Range-bound trading with a bearish streak


    Stock market trading will likely be range-bound this week as investors continue to await news from abroad, particularly indications of how next week’s US Federal Reserve meeting will turn out.

    Investors, BPI Asset Management said in a weekly market review, will be “taking cues from international markets due to the lack of catalysts domestically. For this week, our expected trading range is 6,850 to 6,950.”

    Jason Escartin, investment analyst at online brokerage firm 2TradeAsia.com, said the market would likely see a “bearish streak ahead of the Fed meet.”

    A policy rate hike could be announced by the Fed following its December 15 to 16 meeting, he added, given data showing that the US economy has grown strong enough to withstand an increase.

    The notion of a recovering US economy “may be greeted with mixed reactions locally,” Escartin said.

    He added, “equities investors might wait for clearer affirmation on whether the global recovery is finally taking hold given the divergent policies in US and Europe.
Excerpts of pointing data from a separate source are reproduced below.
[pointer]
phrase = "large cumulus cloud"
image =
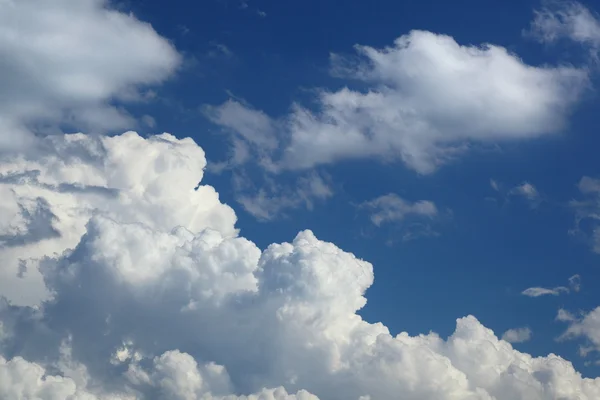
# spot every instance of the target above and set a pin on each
(154, 294)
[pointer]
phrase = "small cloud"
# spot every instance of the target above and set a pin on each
(574, 285)
(566, 20)
(564, 316)
(587, 213)
(183, 29)
(273, 200)
(392, 208)
(517, 335)
(538, 291)
(526, 190)
(494, 185)
(149, 121)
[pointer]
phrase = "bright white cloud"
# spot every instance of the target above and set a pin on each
(428, 98)
(517, 335)
(587, 326)
(567, 20)
(574, 285)
(45, 201)
(158, 304)
(526, 190)
(66, 61)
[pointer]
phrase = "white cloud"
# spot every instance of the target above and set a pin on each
(158, 304)
(538, 291)
(517, 335)
(526, 190)
(567, 20)
(64, 62)
(574, 285)
(587, 326)
(45, 201)
(392, 208)
(428, 98)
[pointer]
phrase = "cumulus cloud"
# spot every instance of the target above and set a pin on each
(517, 335)
(567, 20)
(45, 201)
(70, 63)
(574, 285)
(151, 302)
(526, 190)
(416, 108)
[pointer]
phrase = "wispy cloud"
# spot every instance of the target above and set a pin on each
(567, 20)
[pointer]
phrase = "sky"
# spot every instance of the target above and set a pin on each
(299, 200)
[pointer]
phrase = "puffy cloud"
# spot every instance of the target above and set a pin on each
(416, 108)
(587, 326)
(567, 20)
(46, 200)
(526, 190)
(152, 302)
(517, 335)
(65, 62)
(574, 285)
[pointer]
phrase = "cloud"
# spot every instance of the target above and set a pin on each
(391, 208)
(538, 291)
(574, 285)
(527, 190)
(567, 20)
(586, 326)
(45, 201)
(158, 297)
(517, 335)
(70, 63)
(587, 212)
(415, 108)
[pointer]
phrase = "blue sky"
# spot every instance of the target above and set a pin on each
(450, 146)
(489, 248)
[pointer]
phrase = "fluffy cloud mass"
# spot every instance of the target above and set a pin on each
(428, 99)
(122, 277)
(148, 267)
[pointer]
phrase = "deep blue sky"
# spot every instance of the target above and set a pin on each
(488, 251)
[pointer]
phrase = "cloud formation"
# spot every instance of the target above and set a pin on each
(517, 335)
(184, 308)
(567, 20)
(416, 108)
(574, 285)
(587, 212)
(71, 63)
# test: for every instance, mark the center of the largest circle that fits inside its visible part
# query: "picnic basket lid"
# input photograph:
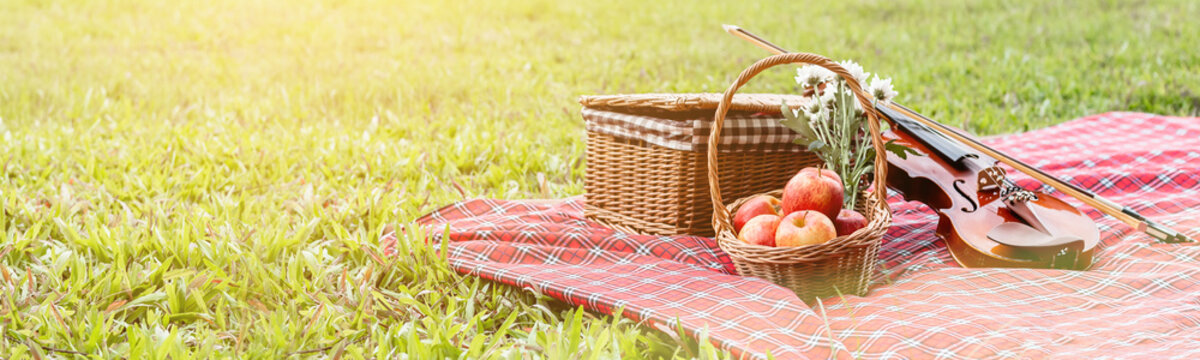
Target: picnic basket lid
(684, 102)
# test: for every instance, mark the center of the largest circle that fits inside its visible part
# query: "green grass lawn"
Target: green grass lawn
(211, 178)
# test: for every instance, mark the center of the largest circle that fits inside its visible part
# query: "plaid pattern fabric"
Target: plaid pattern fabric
(1140, 299)
(756, 132)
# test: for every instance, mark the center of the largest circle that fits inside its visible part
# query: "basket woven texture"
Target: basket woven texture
(843, 265)
(645, 189)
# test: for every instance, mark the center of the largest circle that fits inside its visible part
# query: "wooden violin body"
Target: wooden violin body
(984, 219)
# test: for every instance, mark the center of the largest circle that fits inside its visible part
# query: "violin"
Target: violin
(985, 220)
(984, 217)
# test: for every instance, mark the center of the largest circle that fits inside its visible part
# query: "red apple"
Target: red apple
(804, 227)
(753, 208)
(760, 231)
(849, 221)
(814, 190)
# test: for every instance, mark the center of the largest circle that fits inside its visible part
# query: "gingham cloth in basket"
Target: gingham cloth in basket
(1140, 299)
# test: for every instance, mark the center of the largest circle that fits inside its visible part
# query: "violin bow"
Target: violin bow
(1125, 214)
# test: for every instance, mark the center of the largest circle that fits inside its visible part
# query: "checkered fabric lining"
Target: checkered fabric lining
(1140, 299)
(757, 132)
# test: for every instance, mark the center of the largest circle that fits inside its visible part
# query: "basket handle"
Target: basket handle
(720, 214)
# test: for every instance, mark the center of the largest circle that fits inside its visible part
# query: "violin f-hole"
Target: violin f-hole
(973, 204)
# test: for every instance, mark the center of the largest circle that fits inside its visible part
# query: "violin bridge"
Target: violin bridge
(991, 179)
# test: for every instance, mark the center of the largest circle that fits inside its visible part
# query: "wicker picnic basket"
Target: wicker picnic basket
(843, 265)
(647, 165)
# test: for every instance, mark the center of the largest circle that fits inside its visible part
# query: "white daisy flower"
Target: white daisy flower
(810, 76)
(882, 89)
(855, 70)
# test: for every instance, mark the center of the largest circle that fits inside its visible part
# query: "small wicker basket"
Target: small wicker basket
(843, 265)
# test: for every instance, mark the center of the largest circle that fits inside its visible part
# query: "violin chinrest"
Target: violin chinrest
(1025, 243)
(1023, 235)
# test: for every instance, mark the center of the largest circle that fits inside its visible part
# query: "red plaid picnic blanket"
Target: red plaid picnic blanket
(1140, 299)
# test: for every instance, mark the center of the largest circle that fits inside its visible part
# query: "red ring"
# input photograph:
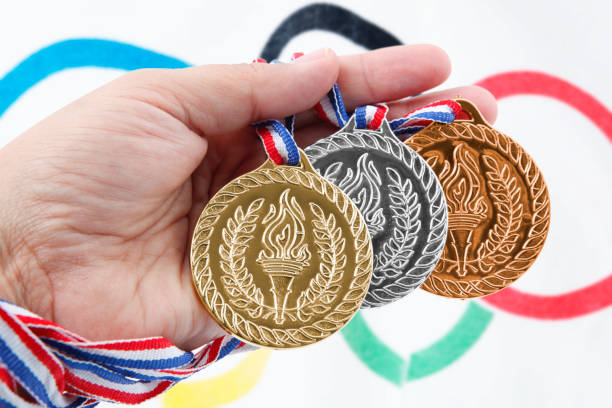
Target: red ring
(590, 298)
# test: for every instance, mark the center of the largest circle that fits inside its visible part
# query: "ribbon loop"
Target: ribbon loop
(370, 116)
(444, 111)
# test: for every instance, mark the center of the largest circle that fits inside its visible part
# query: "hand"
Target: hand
(99, 200)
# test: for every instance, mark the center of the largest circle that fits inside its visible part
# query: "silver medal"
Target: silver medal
(400, 199)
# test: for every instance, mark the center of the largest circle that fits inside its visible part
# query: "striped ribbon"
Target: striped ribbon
(277, 137)
(332, 110)
(441, 111)
(58, 368)
(370, 116)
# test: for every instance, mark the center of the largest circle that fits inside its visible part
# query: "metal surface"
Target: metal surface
(280, 257)
(400, 199)
(498, 206)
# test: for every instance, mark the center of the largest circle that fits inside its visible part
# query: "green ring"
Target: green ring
(383, 361)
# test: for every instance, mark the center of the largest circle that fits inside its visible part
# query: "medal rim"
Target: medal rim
(518, 157)
(387, 142)
(358, 224)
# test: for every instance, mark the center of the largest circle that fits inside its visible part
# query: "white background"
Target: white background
(518, 361)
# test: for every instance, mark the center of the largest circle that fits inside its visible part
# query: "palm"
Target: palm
(112, 185)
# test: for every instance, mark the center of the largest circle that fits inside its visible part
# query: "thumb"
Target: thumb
(217, 99)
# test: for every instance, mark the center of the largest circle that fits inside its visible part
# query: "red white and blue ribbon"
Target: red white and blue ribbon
(331, 108)
(442, 111)
(278, 141)
(278, 137)
(370, 116)
(58, 368)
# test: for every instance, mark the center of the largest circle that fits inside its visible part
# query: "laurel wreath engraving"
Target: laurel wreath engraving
(502, 238)
(324, 288)
(226, 314)
(538, 194)
(404, 208)
(394, 255)
(237, 279)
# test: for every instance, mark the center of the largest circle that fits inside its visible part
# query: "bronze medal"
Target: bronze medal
(498, 206)
(281, 257)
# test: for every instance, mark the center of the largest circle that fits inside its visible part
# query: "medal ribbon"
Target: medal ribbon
(281, 147)
(331, 109)
(61, 369)
(276, 137)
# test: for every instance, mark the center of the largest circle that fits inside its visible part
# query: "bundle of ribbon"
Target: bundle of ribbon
(286, 255)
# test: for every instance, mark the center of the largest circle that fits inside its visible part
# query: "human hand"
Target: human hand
(99, 200)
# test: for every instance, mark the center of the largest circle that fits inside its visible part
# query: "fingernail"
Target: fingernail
(312, 56)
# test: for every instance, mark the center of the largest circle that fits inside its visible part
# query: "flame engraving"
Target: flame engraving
(363, 187)
(466, 206)
(285, 253)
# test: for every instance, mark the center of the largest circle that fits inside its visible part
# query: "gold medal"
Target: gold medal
(280, 257)
(498, 206)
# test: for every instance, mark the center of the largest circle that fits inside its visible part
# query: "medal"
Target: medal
(398, 195)
(498, 206)
(281, 257)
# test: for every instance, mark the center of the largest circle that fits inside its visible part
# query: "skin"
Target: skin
(99, 200)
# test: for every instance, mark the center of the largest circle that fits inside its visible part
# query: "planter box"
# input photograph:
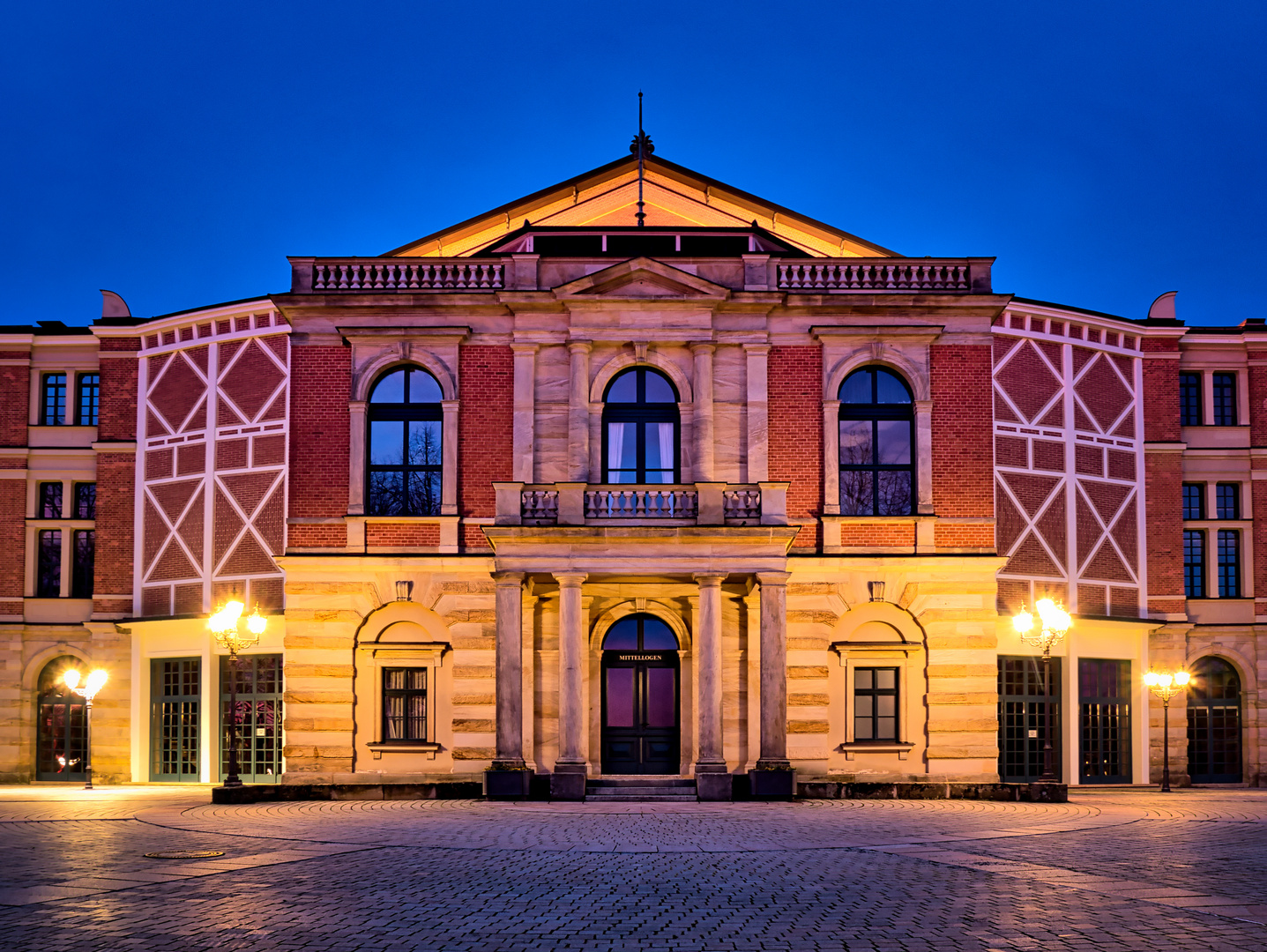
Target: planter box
(771, 784)
(507, 784)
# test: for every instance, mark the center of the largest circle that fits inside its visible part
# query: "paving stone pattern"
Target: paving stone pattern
(1114, 870)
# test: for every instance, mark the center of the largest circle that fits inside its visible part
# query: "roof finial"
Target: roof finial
(640, 147)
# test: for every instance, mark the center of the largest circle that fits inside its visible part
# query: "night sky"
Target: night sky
(1105, 152)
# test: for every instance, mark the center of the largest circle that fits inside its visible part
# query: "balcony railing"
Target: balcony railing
(698, 504)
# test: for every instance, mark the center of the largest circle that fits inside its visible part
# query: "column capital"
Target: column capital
(709, 580)
(779, 579)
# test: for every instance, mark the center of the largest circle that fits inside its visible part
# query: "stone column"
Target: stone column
(712, 781)
(758, 413)
(510, 673)
(578, 413)
(525, 411)
(774, 670)
(702, 415)
(568, 781)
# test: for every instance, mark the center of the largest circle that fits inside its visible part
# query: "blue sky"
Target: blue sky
(1104, 152)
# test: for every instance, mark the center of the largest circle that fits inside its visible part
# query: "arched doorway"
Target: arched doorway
(61, 725)
(1214, 723)
(641, 693)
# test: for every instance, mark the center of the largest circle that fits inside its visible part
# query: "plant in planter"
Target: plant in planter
(507, 781)
(771, 781)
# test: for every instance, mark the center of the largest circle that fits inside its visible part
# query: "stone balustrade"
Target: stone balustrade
(585, 504)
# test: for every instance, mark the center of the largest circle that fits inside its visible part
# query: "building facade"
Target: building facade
(724, 491)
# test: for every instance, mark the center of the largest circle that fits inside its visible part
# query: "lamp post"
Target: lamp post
(1055, 621)
(94, 684)
(226, 624)
(1166, 687)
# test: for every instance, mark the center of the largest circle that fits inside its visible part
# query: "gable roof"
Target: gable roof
(675, 197)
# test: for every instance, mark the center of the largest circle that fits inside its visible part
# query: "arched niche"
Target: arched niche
(640, 606)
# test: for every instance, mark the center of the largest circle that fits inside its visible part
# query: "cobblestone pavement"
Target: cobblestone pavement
(1110, 870)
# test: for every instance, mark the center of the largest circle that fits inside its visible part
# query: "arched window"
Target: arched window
(405, 444)
(63, 727)
(877, 444)
(1214, 723)
(640, 428)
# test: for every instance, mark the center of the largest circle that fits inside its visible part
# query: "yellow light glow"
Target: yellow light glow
(1023, 621)
(96, 681)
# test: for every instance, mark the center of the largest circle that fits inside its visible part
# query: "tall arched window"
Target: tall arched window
(405, 444)
(877, 444)
(640, 428)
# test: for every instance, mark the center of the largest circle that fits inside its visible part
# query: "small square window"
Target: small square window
(1228, 501)
(1194, 501)
(49, 504)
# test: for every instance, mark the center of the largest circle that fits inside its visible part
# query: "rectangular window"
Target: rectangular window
(52, 406)
(405, 704)
(1194, 563)
(89, 399)
(1190, 399)
(49, 505)
(876, 704)
(84, 562)
(85, 501)
(1226, 498)
(48, 565)
(1224, 399)
(1229, 563)
(1194, 501)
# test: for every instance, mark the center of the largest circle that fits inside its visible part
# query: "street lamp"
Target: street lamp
(226, 624)
(1053, 624)
(1166, 687)
(94, 684)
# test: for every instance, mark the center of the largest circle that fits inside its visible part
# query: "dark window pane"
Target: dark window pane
(423, 388)
(48, 569)
(89, 399)
(387, 443)
(49, 501)
(85, 556)
(620, 696)
(391, 389)
(661, 702)
(85, 501)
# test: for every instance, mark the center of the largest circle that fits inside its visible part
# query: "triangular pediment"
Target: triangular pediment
(674, 197)
(643, 279)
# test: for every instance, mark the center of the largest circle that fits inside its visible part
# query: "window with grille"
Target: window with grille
(640, 428)
(1224, 399)
(1190, 399)
(406, 444)
(1226, 501)
(89, 399)
(1229, 563)
(405, 704)
(49, 505)
(1194, 563)
(52, 404)
(876, 704)
(48, 563)
(1194, 501)
(877, 444)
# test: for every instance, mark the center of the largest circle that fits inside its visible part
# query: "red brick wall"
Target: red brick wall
(963, 455)
(796, 432)
(321, 382)
(484, 426)
(118, 408)
(14, 399)
(116, 489)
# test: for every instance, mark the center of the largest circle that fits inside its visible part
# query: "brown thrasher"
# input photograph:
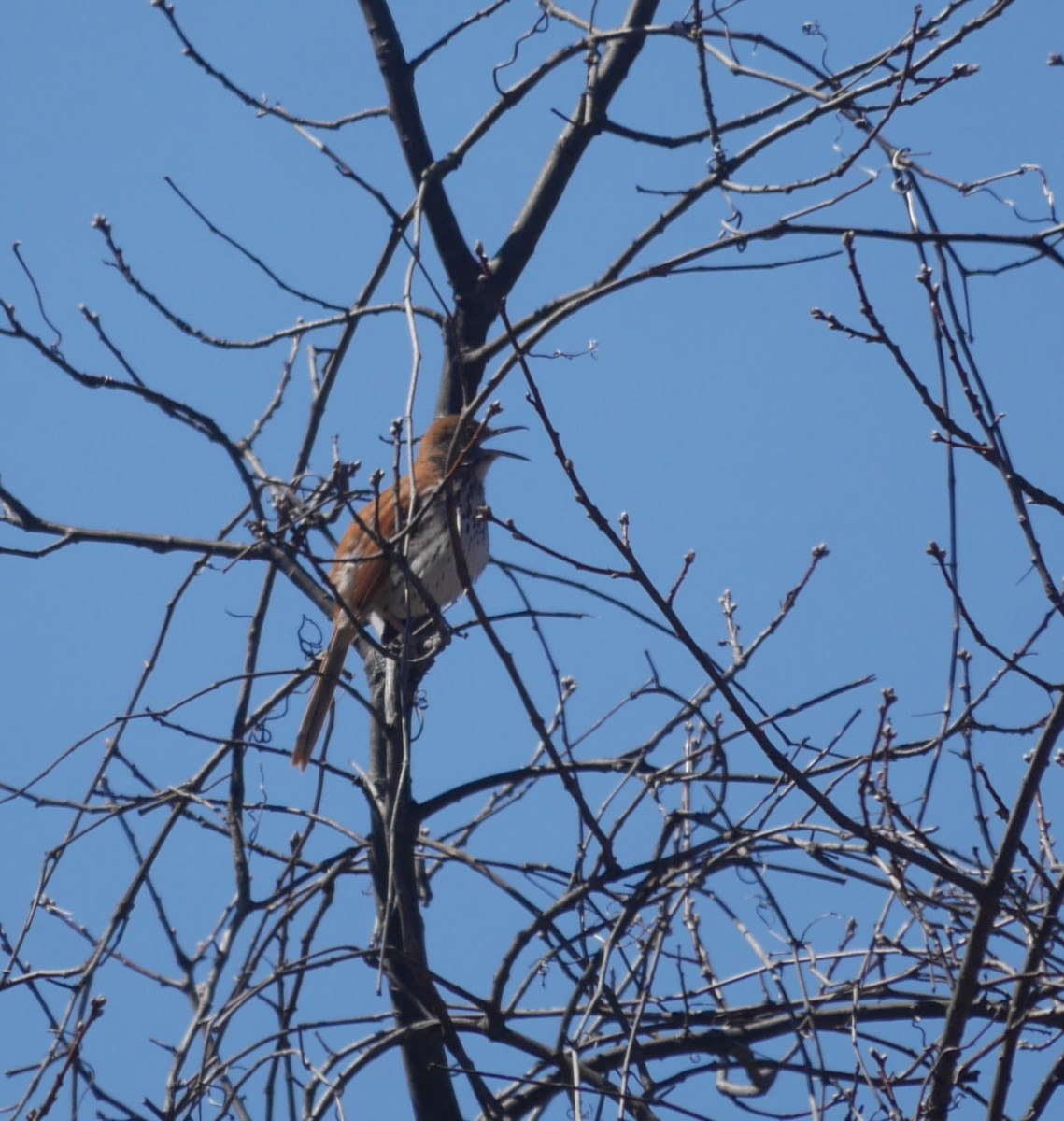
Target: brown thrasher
(396, 549)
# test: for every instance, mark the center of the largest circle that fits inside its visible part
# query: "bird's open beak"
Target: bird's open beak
(491, 433)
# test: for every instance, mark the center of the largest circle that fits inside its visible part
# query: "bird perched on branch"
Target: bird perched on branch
(398, 549)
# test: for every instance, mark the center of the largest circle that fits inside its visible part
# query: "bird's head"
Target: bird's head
(447, 442)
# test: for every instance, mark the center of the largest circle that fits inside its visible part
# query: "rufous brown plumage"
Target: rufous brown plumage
(381, 586)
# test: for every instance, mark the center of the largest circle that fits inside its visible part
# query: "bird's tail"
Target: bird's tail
(320, 696)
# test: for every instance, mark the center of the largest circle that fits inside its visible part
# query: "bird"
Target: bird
(399, 546)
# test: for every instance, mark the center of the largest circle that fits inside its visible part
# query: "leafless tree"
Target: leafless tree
(761, 912)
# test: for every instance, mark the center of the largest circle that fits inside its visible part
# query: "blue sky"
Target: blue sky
(715, 410)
Specifically, players would want to check if policies from these industrialized economies could weigh on trade, remittances, international reserves and external debt, among others.”

    “For now, increased financial volatility will be underscored, specifically for currencies and bonds, in view of the ECB’s (European Central Bank) stimulus measure versus the Fed’s tightening.”

    Last Friday saw a global-selloff as investors were disappointed by a smaller-than-expected ECB rate cut, viewed as not enough to spur eurozone growth.

    “Portfolio reallocation could remain high among foreign fund managers, as they check on markets’ mature acceptance of the Fed’s gradual rate hike, which will be balanced-out in terms of fourth quarter earnings kick, multiplier effect of remittances, plus expectations of improved consumer spending towards the run-up to May 2016 political race,” Escartin also said.

    Lexter Azurin of Unicapital Securities Inc. and Jonathan Ravelas of BDO echoed the same sentiments, saying volatility will continue.

    The local market will likely trade the 6,800 to 7,000 range, Ravelas said, adding that the PSEi should hit 7,100 to 7,150 to be able to claim a Christmas rally.

    On Friday, the bellwether PSEi declined by 1.03 percent or 72.17 points to close at 6,921.93, while the broader All Shares index also decreased by 0.86 percent or 34.48 points to 3,993.23.